Um dia desta semana, 5ª. ou 6ª. Feira, já não me recordo bem, quando de manhã fui ao quiosque para comprar “A Bola”, aproveitei, como faço habitualmente, para espreitar as primeiras páginas dos outros jornais, tendo reparado que o “24 Horas” dava grande destaque ao facto de António Fagundes, ou alguém ligado à produção da peça “Sete Minutos”, ter impedido que os espectadores que chegaram ao Teatro Tivoli depois da hora marcada para o início do espectáculo entrassem para a sala onde decorria a acção, dando origem a manifestações de protesto, que o jornal intitulou de “PEIXEIRADA”.
Ora, para além do aviso bem expresso no anúncio da peça (“ Pede-se a máxima pontualidade. Uma vez começado o espectáculo não será permitida a entrada na sala, excepto nos intervalos entre actos ou obras.“), trata-se de um princípio de respeito para com os actores, que já estão no palco a trabalharem, bem como para os restantes espectadores, que chegaram a tempo e horas, e que se vêem incomodados para cederem a passagem aos retardatários.
Assim, o meu grande, muito grande aplauso para António Fagundes, pela sua corajosa atitude, de combate ao nacional porreirismo dos que estão habituados a nunca respeitarem os horários, exemplo que deveria ser seguido em todas as salas de espectáculo.

sexta-feira, novembro 21, 2003

MÚSICA DO DIA, COM LETRAS

Hoje temos Carlos do Carmo (é uma repetição, porque não consegui a versão do Manuel Freire) a cantar "Pedra Filosofal", de António Gedeão (Rómulo de Carvalho, de seu verdadeiro nome, antigo professor de Física e Química no liceu Pedro Nunes).

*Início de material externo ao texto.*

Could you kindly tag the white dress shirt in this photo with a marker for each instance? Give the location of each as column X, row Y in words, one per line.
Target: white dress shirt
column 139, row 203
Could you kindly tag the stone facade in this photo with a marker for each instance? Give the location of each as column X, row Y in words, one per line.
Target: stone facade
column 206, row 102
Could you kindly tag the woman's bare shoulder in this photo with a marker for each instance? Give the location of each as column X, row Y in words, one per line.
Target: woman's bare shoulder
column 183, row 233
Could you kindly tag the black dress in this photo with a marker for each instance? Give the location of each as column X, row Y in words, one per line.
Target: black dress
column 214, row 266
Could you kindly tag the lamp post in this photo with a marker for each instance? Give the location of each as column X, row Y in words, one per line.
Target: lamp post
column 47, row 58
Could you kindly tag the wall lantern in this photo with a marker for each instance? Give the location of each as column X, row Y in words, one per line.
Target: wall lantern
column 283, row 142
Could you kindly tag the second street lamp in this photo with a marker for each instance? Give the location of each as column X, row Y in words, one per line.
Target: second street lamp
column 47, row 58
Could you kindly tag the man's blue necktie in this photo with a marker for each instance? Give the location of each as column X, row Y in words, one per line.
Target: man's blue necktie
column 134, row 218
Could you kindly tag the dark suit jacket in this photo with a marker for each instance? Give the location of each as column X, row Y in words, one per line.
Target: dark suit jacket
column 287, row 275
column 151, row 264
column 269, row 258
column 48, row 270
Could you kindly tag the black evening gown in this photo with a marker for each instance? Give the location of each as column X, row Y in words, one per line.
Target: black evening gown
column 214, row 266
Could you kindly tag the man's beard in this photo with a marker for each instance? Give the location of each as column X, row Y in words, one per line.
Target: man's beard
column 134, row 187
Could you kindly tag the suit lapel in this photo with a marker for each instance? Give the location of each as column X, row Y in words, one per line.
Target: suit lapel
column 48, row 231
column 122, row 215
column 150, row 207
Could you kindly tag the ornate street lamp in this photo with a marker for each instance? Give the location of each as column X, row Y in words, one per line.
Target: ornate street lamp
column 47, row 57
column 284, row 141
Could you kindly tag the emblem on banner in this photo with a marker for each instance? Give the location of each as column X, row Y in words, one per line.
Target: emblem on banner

Eles não sabem que o sonho
é uma constante da vida
tão concreta e definida
como outra coisa qualquer

como esta pedra cinzenta
em que me sento e descanso
como este ribeiro manso
em serenos sobressaltos

como estes pinheiros altos
que em verde e oiro se agitam
como estas árvores que gritam
em bebedeiras de azul

eles não sabem que sonho
é vinho, é espuma, é fermento
bichinho alacre e sedento
de focinho pontiagudo
que fuça através de tudo
no perpétuo movimento

Eles não sabem que o sonho
é tela é cor é pincel
base, fuste ou capitel
arco em ogiva, vitral

Pináculo de catedral
contraponto, sinfonia
máscara grega, magia
que é retorta de alquimista

mapa do mundo distante
Rosa dos Ventos Infante
caravela quinhentista
que é cabo da Boa-Esperança

Ouro, canela, marfim
florete de espadachim
bastidor, passo de dança
Columbina e Arlequim

passarola voadora
pára-raios, locomotiva
barco de proa festiva
alto-forno, geradora

cisão do átomo, radar
ultra-som, televisão
desembarque em foguetão
na superfície lunar

Eles não sabem nem sonham
que o sonho comanda a vida
e que sempre que o homem sonha
o mundo pula e avança
como bola colorida
entre as mãos duma criança


MÚSICA DO DIA, COM LETRAS

Hoje temos Dulce Pontes a cantar "O Infante", de Fernando Pessoa.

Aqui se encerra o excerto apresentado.